The important point is that when using "or," you grammatically don't know which subject will be important. In this case, the plurality of the subject closest to the verb dictates which form the verb will take.

One last point

You may run across (or be tempted to use) complex compound sentences without the benefit of more words. Thus:

Jack and Jill or Dick and Jane care about you.

Can be evaluated as:

Jack and (Jill or Dick) and Jane care about you.


(Jack and Jill) or (Dick and Jane) care about you.

In this particular example, all solutions are plural in nature and use the same verb form. But what happens when the subjects aren't evenly distributed across the conjunctions?

Jack and Jill or Jane cares about you.

Our two possiblities are:

Jack and (Jill or Jane) care about you.

(Jack and Jill) or Jane cares about you.

After a bit of research, it appears there are no rules governing the precedence of conjunctions, meaning we cannot grammatically resolve which verb to use. If you wrote this in a story, your editor would hand it back and ask you to reword the sentence — and rightly so.

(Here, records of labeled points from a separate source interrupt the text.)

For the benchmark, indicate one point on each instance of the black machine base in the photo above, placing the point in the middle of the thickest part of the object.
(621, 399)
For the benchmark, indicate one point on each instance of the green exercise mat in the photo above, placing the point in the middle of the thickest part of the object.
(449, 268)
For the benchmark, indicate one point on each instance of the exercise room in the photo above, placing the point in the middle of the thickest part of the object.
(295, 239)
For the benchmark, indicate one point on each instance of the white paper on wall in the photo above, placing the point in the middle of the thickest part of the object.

However, in the technical world where rules are needed to resolve logical problems, the conjunction "and" takes precedence over the conjunction "or." This permits us to resolve the problem. As more and more of our educated youth grow up amidst an increasingly technical world, I expect they will become exposed to this idea (through experience, if not formally anywhere) because people like me with a technical background will simply default to using the conjunctions that way. I expect that, in the end, a rule of conjunctive precedence will be integrated into English grammar. It will be interesting to see (if I live long enough) whether my prophecy proves true.

Gratefully, you can linguistically create the parentheses I used above:

Jack and either Jill or Jane care about you.

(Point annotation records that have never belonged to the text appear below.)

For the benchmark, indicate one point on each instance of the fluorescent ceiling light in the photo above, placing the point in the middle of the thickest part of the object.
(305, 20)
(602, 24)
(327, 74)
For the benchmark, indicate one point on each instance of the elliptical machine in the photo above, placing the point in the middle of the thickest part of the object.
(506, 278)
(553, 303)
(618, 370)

The word "either" identifies the "Jill or Jane" group as more important than "and" by itself. This isn't the official way to use the "either...or" conjunction, but it works. Thank goodness!

Facinating... blooming fascinating.

Edit: My answer was modified because @EdwinAshworth brought up a valuable issue. After so many years working in technical industries, it never even crossed my mind that there might not be a priority of conjunctions. It's been decades since my last English class, but only hours since I last needed to use logical rules. Consequently, the use of conjunctive precedence simply makes sense — so much so that trying to impose another priority than that developed for logic literally sounds bad to my ear. And that started my search....

Son of a gun.

Therefore, Mr. Ashworth was correct that I was bold, indeed, to assert the "rule." The answer you see above has been adjusted to account for this.

My thanks, Mr. Ashworth, for pointing that out.

  • 1
    '... the "and" compounds are dealt with first, then the "or" compounds' is a bold statement. Are you not hoping that a rule used in logic transfers to English? I've only ever come across the need for disambiguation hereabouts. In any case, you need to add supporting evidence (of English language usage). – Edwin Ashworth Aug 11 '17 at 22:19
  • Your answer still has issues. With compound subjects joined by 'and', many people adopt notional agreement. Thus 'Bacon and eggs are both to be found on aisle 12' but 'Bacon and eggs is my favourite meal for breakfast'. 'Health and safety always has to be the most important consideration.' There are many posts addressing this here on ELU. // There are (potentially) conflicting 'rules' hereabouts: formal agreement, notional agreement, and proximity agreement (and perhaps the odd case where none seems to be used). 'More than one deer was killed' is a nasty shock for some people. – Edwin Ashworth Aug 12 '17 at 10:03

In your first example, "Neither employees nor the owner ... ," the verb takes singular form because of the preceding noun. In this case: "cares".

In your second example, "daughters and son" becomes plural because of "and", which decides the form of verb as "play".